Fuente

Octavio Paz

El mediodia alza en vilo al mundo.
Y las piedras donde el viento borra lo que a ciegas
      escribe el tiempo,
las torres que al caer la tarde inclinan la frente,
la nave que hace siglos encalló en la roca, la iglesia
      de oro que tiembla al peso de una cruz de palo,
las plazas donde si un ejército acampa se siente
      desamparado y sin defensa,
el Fuerte que hinca la rodilla ante la luz que irrumpe
      por la loma,
los parques y el corro cuchicheante de los olmos y los
      álamos,
las columnas y los arcos a la medida exacta de la gloria,
la muralla que abierta al sol dormita, echada sobre si
      misma, sobre su propia hosquedad desplomada,
el rincón visitado sólo por los misántropos que rondan
      las afueras: el pino y el sauce,
los mercados bajo el fuego graneado de los gritos,
el muro a media calle, que nadie sabe quién edificó ni
con qué fin, el desollado, el muro en piedra viva,
todo lo atado al suelo por amor de materia enamorada, rompe
      amarras
y asciende radiante entre las manos intangibles de esta
      hora.
El viejo mundo de las piedras se levanta y vuela.

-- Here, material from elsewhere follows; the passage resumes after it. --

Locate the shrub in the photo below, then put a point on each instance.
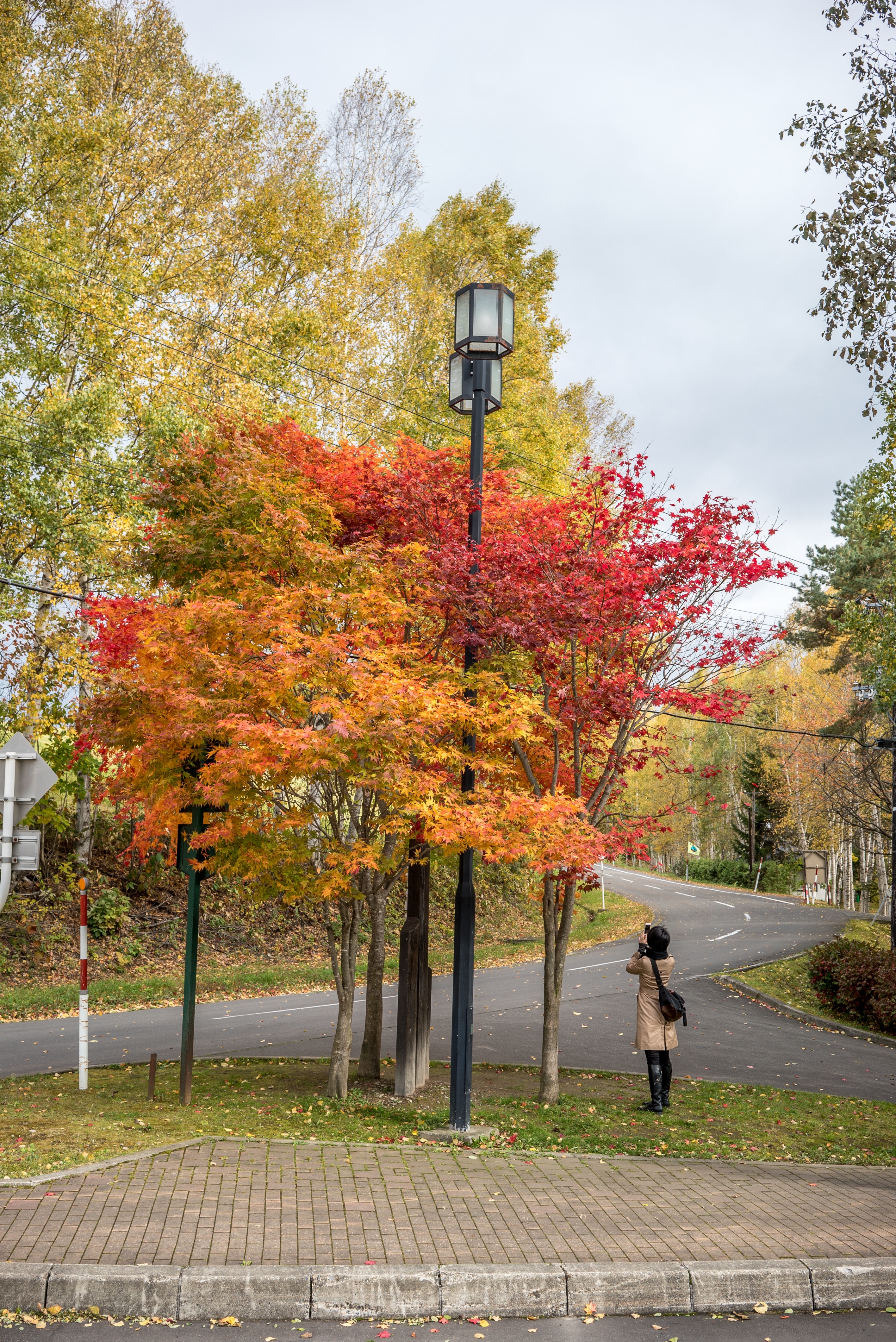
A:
(856, 980)
(107, 910)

Es un pueblo de ballenas y delfines que retozan en pleno
      cielo, arrojándose grandes chorros de gloria;
y los cuerpos de piedra, arrastrados por el lento huracán
      de calor,
securren luz y entre las nubes relucen, gozosos.

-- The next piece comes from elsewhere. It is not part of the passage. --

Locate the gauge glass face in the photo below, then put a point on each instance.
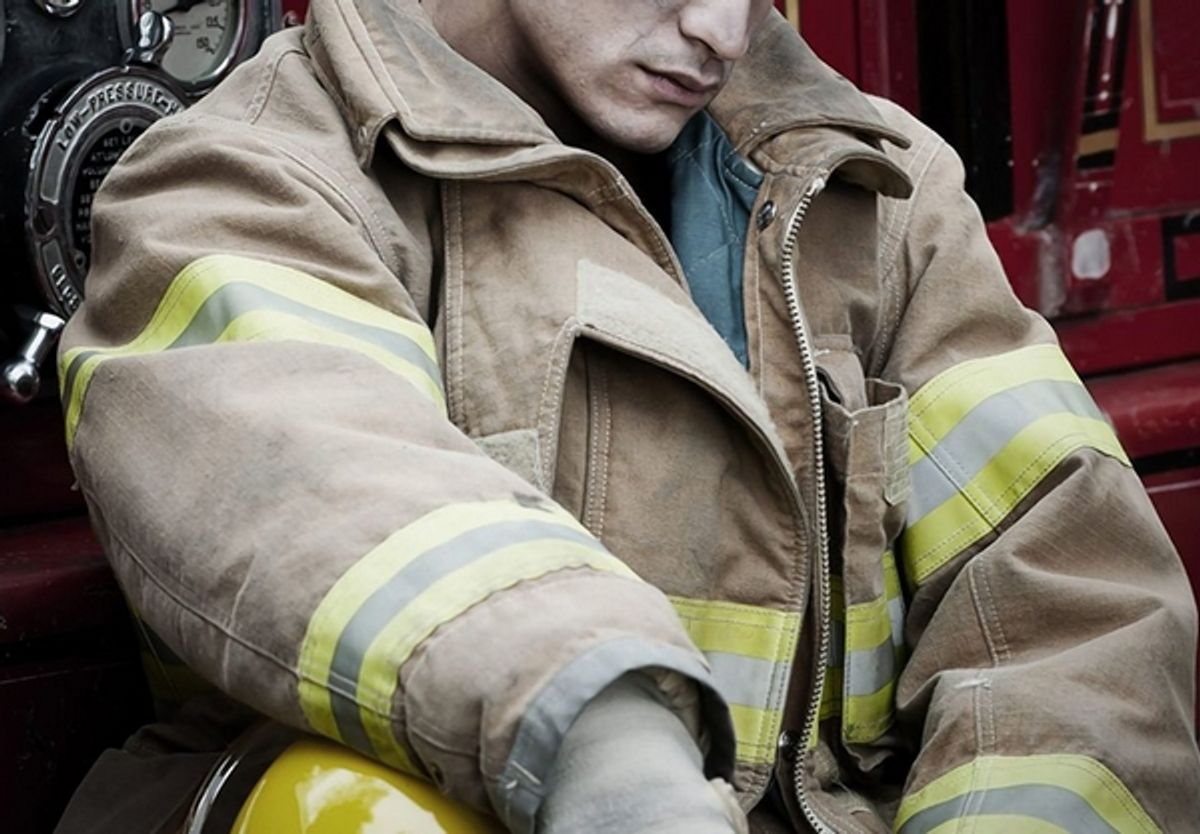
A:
(205, 37)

La ciudad lanza sus cadenas al rio y vacía de si misma,
de su carga de sangre, de su carga de tiempo, reposa
hecha un ascua, hecha un sol en el centro del torbellino.
El presente la mece.
 
Todo es presencia, todos los siglos son este Presente.

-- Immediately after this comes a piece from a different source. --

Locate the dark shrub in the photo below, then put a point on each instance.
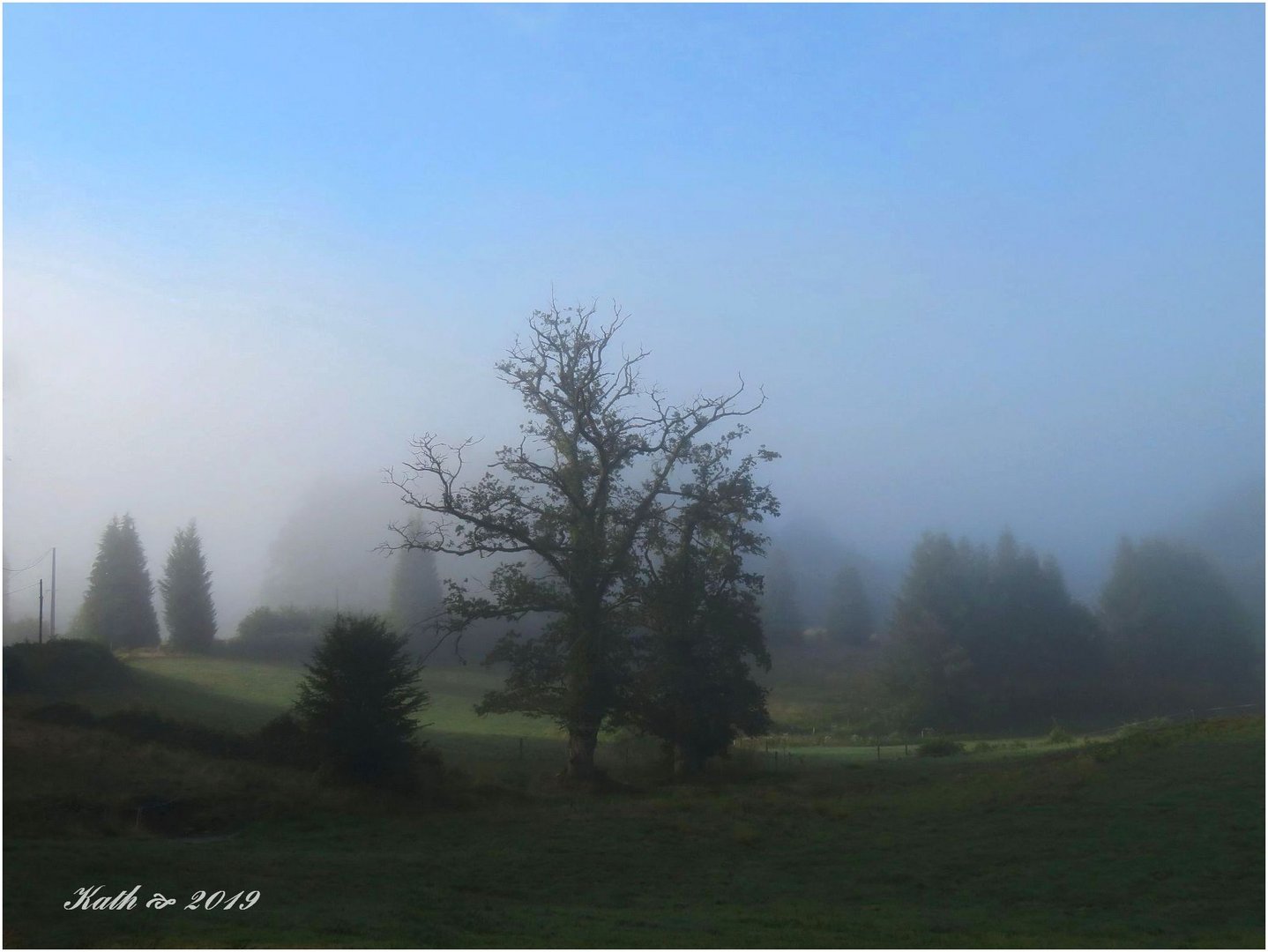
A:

¡Ojo feliz que ya no mira porque todo es presencia y su
      propia visión fuera de si lo mira!
¡Hunde la mano, coge el fulgor, el pez solar la llama
      entre lo azul,
el canto que se mece en el juego del dia!
Y la gran ola vuelve y me derriba, echa a volar la mesa
      y los papeles y en lo alto de su cresta me suspende,
música detenida en su más luz que no pestañea, ni cede,
      ni avanza.
Todo es presente, espejo sin revés: no hay sombra, no hay
      lado opaco, todo es ojo,
todo es presencia, estoy presente en todas partes y para
      ver mejor, para mejor arder, me apago
y caigo en mí y salgo de mí y subo hasta el cohete y bajo
      hasta el hachazo
porque la gran esfera, la gran bola de tiempo incandescente,
el fruto que acumula todos los jugos de la historia, la
      presencia, el presente, estalla
como un espejo roto al mediodía, como un mediodía roto
      contra el mar y la sal.
 
Toco la piedra y no contesta, como la llama y no me quema,
      ¿qué esconde esta presencia?
No hay nada atrás, las raíces están quemadas, podridos los
      cimientos,
basta un manotazo para echar abajo esta grandeza.
¿Y quien asume la grandeza si nadie asume el desamparo?
Penetro en mi oquedad: yo no respondo, no me doy la cara,
perdí el rostro después de haber perdido cuerpo y alma.
Y mi vida desfila ante mis ojos sin que uno solo de mis
      actos lo reconozca mío:
¿y el delirio de hacer saltar la muerte con el apenas
      golpe de alas de una imagen
y la larga noche pasada en esculpir el instantáneo cuerpo
      del relámpago
y la noche de amor puente colgante entre esta vida y
      la otra?
 
No duele la antigua herida, no arde la vieja quemadura,
      es una cicatriz casi borrada
el sitio de la separación, el lugar del desarraigo, la
      boca por donde hablan en sueños la muerte y la vida
es una cicatriz invisible.
Yo no daria la vida por mi vida: es otra mi verdadera
      historia.
 
La ciudad sigue en pie.
Tiembla en la luz, hermosa.
Se posa el sol en su diestra pacífica.
Son más altos, más blancos, los chorros de las fuentes.
Todo se pone en pie para caer mejor.
Y el caído bajo el hacha de su propio delirio se levanta.
Malherido, de su frente hendida brota un himno de pájaro.
Es el doble de sí mismo,
el joven que cada cien años vuelve a decir unas palabras,
      siempre las mismas,
la columna transparente que un instante se oscurece y otro
      centellea,
según avanza la veloz escritura del destino.
En el centro de la plaza la rota cabeza del poeta es una
      fuente.
La fuente canta para todos.
 
 
Octavio Paz, "México" en Poesía Contemporánea de América Latina (México D.F.: Editores Mexicanos Unidos, 1998), 170-2.